Black Jack Free app carries deadly banking Trojan

Despite Google’s best efforts, malware peddlers occasionally manage to get their malicious wares on Google Play. The latest example of this unfortunate reality is an app called Black Jack Free (com.bjack.free).

According to Lookout researchers, the app was possibly downloaded by as many as 5,000 users until Google yanked it from the store four days after it initially appeared.

Ostensibly a free gambling app with clean, pleasing graphics, the app also contained a variant of the Acecard malware family.

The malware’s main goal is to steal users’ personal and banking information, and login credentials to a number of popular online services and social networks (Skype, Facebook, PayPal, Google Play, etc.), and it does so by springing fake pop-up windows containing forms that that users are urged to fill:

Black Jack Free

But, Acecard is also capable of intercepting and sending SMS messages, forwarding phone calls, locking the device screen, and wiping all user data from the device.

Finally, it attempts to download another app named Play Store Update (cosmetiq.fl).

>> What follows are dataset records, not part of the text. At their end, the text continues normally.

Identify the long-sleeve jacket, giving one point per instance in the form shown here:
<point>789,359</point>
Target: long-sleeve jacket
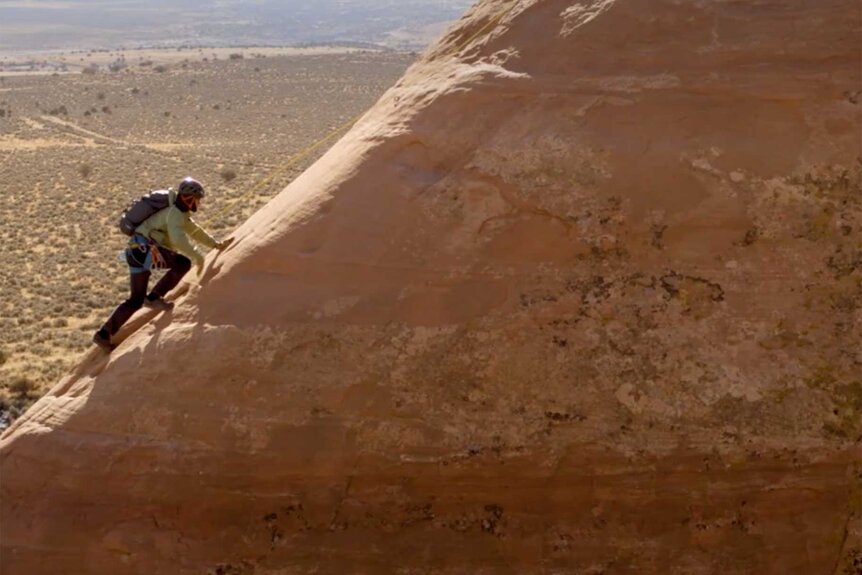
<point>173,229</point>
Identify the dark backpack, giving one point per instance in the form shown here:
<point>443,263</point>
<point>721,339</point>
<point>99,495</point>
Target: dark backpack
<point>139,210</point>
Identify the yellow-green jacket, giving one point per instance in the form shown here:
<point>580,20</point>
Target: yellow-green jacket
<point>173,229</point>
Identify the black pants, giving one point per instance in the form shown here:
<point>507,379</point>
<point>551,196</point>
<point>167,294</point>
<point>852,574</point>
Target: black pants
<point>178,265</point>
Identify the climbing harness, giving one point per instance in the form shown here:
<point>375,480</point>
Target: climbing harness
<point>142,255</point>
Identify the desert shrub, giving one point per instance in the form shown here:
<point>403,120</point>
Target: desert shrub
<point>22,387</point>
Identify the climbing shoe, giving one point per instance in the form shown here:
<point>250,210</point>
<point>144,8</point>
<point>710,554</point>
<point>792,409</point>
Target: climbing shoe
<point>102,339</point>
<point>159,304</point>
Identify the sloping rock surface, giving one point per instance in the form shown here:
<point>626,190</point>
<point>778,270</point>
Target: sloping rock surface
<point>581,294</point>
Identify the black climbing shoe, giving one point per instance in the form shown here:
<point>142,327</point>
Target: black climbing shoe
<point>159,304</point>
<point>103,340</point>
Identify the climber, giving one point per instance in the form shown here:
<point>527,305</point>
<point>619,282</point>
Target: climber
<point>162,241</point>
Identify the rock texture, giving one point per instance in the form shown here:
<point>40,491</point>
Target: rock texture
<point>581,294</point>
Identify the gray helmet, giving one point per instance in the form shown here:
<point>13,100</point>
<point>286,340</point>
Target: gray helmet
<point>190,187</point>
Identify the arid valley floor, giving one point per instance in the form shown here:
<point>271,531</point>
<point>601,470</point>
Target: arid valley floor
<point>77,145</point>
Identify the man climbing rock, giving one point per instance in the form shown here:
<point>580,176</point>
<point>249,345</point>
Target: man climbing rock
<point>161,241</point>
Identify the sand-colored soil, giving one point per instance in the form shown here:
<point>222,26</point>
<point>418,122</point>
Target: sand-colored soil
<point>75,148</point>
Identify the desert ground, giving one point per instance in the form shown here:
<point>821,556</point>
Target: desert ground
<point>81,134</point>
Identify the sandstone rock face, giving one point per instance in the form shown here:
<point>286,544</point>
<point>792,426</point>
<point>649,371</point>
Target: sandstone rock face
<point>581,294</point>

The researchers don’t say what it does, but you can bet anything on the fact that it’s not what it says it is, and that it’s not good news for users.

Users who have had the misfortune to download the Black Jack Free app are advised to remove it and the cosmetiq.fl app, and to immediately proceed to change passwords on their online accounts that might have been compromised.

This is not the first time that Acecard has managed to bypass Google Play security.

Kaspersky Lab researchers consider this malware to be one of the most dangerous threats to users today, due to its capabilities and the fact that it’s being widely distributed via other malware, official apps stores, etc.